John Concepcion has always been in the food business, but from the consumer goods side. Starting his career as an Operations Manager in the family-owned and managed Swift Food, Inc., he then became President and COO of Selecta Dairy Products, and RFM Corporation’s Milk and Juice Division. John is currently the Managing Director and CEO of Unilever RFM Ice Cream.
In 2011, confident with years of experience in the Food & Beverage industry, he ventured into the restaurant business and set out to create a separate company, the Standard Hospitality Group.
“About 7 years ago, I was frustrated I could not find a good casual dining restaurant,” he recalls. “I went to Japan, discovered the single-dish concept, and fell in love with katsu.”
John then “went back to Japan with my partner Gerry Santos and searched for someone who can teach us. On our last day and our last store, we found Kazuya, and created the Yabu brand.”
He then shared the single-dish concept with other potential partners, but they did not seem to understand. John then met Steven Tan and he loved the idea.
“SM believed in us and our vision and gave us a prime location even we were untested,” says John. “SM has always been supportive, always seeing the big picture. That’s why our maiden branches have been with an SM mall.”
The first Yabu restaurant opened at SM Megamall in 2011, and it was packed. In the next three months, they expanded the store. By July 2014, Yabu sold its one millionth katsu, and today, is the country’s leading katsu restaurant.
In 2014, the Standard Group partnered with the globally-recognized ramen brand Ippudo, which is dedicated to serving a wide variety of authentic ramen. Ippudo Ramen opened its first outlet in the Philippines at Mega Fashion Hall in the same year. By October 2016, Ippudo had sold 500,000 bowls of ramen, and has grown to become the brand’s best operator globally.
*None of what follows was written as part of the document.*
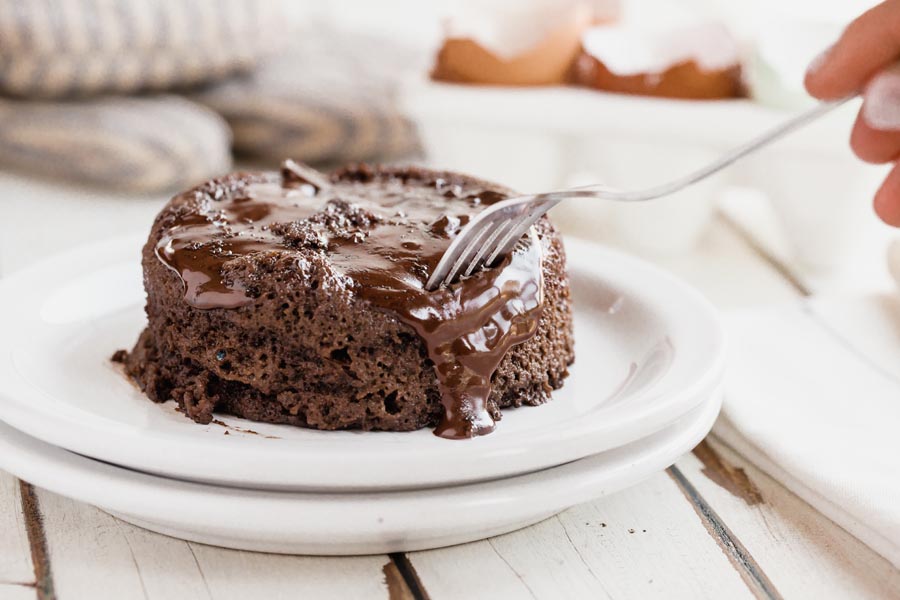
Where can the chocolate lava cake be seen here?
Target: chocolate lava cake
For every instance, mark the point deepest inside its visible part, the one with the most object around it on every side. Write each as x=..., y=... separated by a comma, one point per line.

In December 2016, the first Mighty Quinn in the Philippines opened at Mega Fashion Hall. New York-based Mighty Quinn Barbecue combines and applies noted barbecue techniques onto a medley of beef, chicken and pork. The dance of seasoning, spicing and smoking results in meats that are telling of Americans’ fundamental southern barbecue flavors.
John attributes the company’s growth to “focus, investing in systems and people, and being consumer-oriented.” Of course, there is the group’s single-dish concept, as well as a robust business planning process patterned after multinationals’ systems. They also hire “high-caliber people not just from the restaurant business but from FMCGs to bring in the discipline of doing things right the first time.”
Today, the Standard Group, with its partnership with SM, continues to create memorable dining experiences through single-dish concepts, paired with unparalleled hospitality.